Poster Presentations

Poster Presentations

 

There is no learning without research. We try to add the research dimension to all our classes and we treat each research project as an opportunity to teach and learn. We did this in 2012/2013: taking advantage of the project Our Mythical Childhood… The Classics and Children’s Literature Between East and West, supported by the Loeb Classical Library Foundation, we set up an experimental seminar for our students and together we produced the book Polish Literature for Children and Young Adults Inspired by Classcial Antiquity. A Catalogue (2013) available also online.

And again in 2014/2015: within the project Classics & Communism in Theatre we produced with our students the book Classical Antiquity on the Communist Stage in Poland. Ancient Theatre as an Ideological Medium: A Critical Review (2015), available here.

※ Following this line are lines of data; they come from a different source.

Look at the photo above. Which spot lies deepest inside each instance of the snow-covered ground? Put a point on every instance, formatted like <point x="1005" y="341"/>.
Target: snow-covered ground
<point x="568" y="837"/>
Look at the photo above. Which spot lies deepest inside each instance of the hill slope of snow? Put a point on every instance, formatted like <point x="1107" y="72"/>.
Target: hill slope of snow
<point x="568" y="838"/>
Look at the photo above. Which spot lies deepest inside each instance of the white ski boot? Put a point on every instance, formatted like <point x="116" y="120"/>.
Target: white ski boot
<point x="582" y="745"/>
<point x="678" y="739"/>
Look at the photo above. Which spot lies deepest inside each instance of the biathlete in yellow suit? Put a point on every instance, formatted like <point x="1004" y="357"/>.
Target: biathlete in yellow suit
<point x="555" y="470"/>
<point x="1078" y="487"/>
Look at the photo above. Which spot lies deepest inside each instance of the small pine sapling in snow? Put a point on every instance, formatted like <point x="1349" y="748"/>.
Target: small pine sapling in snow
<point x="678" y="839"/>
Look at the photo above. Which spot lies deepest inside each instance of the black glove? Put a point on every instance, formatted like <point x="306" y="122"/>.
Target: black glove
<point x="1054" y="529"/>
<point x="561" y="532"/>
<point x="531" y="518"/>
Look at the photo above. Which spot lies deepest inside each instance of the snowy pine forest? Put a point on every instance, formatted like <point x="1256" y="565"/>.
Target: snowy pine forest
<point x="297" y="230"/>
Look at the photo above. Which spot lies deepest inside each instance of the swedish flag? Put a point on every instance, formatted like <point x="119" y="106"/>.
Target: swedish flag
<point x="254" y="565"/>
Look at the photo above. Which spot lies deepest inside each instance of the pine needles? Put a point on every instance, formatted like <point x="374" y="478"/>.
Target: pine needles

Now, sub aegide Alexander von Humboldt Foundation, we are Chasing Mythical Beasts… in parallel and in concert with the May 12-15, 2016 conference on The Reception of Creatures from Graeco-Roman Mythology in Children’s & Young Adults’ Culture as a Transformation Marker. Students are working this year on the reception of mythological creatures and monsters in the culture for youngsters. We keep asking simple, but striking questions, like: Is Minotaur a monster, or a victim? How to tame the three-head Fluffy from Harry Potter’s adventures? Why do dragons speak Ancient Greek? – and we are trying to answer them during this class. We are reading and re-reading books for children and young adults and tracking the mythical beasts, scary, or cuddly, and we keep reflecting on how mythological image of non-humans mirrors our own humanity.

This time not only University students (see course webpage) were invited. Our Faculty of “Artes Liberales” holds a patronage over Mikołaj Rej’s High School in Warsaw’s Polish-Classical profile class; its students under the guidance of their teacher, Anna Wojciechowska, participate in the project, as well as Barbara Strycharczyk’s students from the group of schools Strumienie.

All participants are supposed to prepare posters in English featuring a selected mythological creature (or monster…) and its reception in contemporary Polish and international children’s and young adults’ culture. They will be presenting their research to the scholars from all over the world – the team members of the project – on May 15, 2016, asking for their feedback and suggestions. The students will also have the possibility to attend the whole conference, listen to presentations, discussions, ask questions themselves and… learn in the most pleasant way – through the delight resulting from our joint endeavour at the University understood as a Community of people striving for knowledge with child-like joy and curiosity.